Current bill in House would yield different outcome for Hi-Q CAFF permit
In a unique and controversial case, the Ohio Department of Agriculture (ODA) has denied an application under its Livestock Environmental Permitting Program for Hi-Q Egg Products, LLC to establish an egg laying facility in Union County. In denying the application, ODA Director Zehringer followed the recommendations made in April 2011 by the ODA hearing officer who reviewed the permit application (see our earlier post). The hearing officer had recommended denial on the basis of an incomplete application, because Hi-Q’s application did not include a written statement from local officials certifying that final recommendations had been made for local infrastructure improvements and costs, as required by program regulations (OAC 901:10-1-02(A)(6)). Hi-Q claimed that the county and township failed to provide the recommendations, while the county and township argued that there were no final recommendations because Hi-Q refused to discuss an alternative transportation route. In agreeing that the recommendations were not included in the application, Director Zehringer stated that there was “no other viable option but to deny the [permit] due to an incomplete application.”

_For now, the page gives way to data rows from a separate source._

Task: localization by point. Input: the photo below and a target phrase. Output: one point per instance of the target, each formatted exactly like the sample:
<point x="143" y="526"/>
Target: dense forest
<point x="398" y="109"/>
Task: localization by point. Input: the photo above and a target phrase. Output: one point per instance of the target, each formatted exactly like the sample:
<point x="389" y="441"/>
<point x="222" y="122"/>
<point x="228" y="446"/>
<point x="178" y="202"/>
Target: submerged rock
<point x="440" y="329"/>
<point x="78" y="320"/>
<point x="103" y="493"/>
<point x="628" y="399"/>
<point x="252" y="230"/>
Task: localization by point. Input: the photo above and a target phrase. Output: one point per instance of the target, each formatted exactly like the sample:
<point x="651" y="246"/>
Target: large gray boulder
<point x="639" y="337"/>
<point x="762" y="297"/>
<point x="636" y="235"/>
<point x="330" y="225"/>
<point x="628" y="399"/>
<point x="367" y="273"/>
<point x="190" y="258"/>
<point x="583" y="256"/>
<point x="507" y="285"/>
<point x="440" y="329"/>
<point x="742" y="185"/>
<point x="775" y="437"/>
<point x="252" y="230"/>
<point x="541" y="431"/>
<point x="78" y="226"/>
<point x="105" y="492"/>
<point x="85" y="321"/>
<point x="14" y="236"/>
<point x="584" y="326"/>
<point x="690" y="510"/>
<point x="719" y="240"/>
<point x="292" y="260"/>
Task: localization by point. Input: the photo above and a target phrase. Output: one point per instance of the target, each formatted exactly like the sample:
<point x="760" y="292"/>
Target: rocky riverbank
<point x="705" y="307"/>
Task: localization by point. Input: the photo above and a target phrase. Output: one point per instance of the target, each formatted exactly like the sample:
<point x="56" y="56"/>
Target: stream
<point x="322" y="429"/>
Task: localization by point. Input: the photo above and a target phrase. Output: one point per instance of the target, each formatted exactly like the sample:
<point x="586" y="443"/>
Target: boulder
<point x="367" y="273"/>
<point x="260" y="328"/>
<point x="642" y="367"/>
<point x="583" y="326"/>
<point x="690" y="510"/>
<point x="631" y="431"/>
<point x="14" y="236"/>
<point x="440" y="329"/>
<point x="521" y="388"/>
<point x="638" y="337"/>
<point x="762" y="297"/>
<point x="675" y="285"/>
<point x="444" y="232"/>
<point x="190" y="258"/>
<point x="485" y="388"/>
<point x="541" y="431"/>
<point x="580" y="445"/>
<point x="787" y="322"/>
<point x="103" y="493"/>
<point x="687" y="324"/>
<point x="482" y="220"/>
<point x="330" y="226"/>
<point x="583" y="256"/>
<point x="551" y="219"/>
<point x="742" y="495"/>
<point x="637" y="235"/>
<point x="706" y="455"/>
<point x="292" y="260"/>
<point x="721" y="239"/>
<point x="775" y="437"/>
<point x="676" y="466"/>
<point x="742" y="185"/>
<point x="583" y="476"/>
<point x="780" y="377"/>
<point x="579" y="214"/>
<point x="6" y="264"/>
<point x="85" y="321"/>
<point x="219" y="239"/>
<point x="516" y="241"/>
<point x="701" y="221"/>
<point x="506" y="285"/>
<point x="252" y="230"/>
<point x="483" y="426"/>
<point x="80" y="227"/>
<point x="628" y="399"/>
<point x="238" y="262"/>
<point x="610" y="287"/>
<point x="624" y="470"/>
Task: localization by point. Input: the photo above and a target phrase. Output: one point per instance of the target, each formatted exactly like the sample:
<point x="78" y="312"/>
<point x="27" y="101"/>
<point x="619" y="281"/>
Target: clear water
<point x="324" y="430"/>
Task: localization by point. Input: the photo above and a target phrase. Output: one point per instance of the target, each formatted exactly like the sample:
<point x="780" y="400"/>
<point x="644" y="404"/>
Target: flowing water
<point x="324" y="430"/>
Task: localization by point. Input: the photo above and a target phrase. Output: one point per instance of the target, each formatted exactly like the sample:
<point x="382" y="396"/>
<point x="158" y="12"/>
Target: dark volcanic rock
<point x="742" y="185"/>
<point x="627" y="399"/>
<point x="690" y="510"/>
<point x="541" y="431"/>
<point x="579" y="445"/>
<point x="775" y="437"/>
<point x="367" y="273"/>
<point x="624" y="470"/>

Ohio’s Livestock Environmental Permitting Program (LEPP) regulates the installation and operation of large Confined Animal Feeding Facilities (CAFFs). Critics have long complained that the program fails to consider the potential impacts of CAFF development upon the local community. Those concerned about local impacts have used the public hearing process to voice opposition to CAFF permits, but have never successfully prevented approval of a permit. Until now, the program’s obscure requirement for county and township approval of infrastructure improvements has gone unnoticed as a prevention mechanism by such opponents.
While the Hi-Q denial is a first, opponents of large livestock operations won’t have cause to celebrate the decision for long if a current legislative proposal meets with success. H.B. 229, introduced May 17, 2011 by Rep. Buchy, will place a time limit on the county and township officials who must consider local infrastructure improvements needed for a CAFF permit application. According to the proposal, local officials would have 75 days after receiving notice of the proposed facility to render a written statement on local infrastructure improvements and costs. After 75 days, the permit applicant may submit a notarized affidavit stating that it had provided local officials with notice but did not receive any written final recommendations from the local government within the required timeframe. Under the law as proposed by H.B. 229, ODA could not deny a permit application that lacks the written statement from local officials as long as 75 days have passed after giving notice and the permit applicant submits the notarized affidavit rather than the written statement from local officials.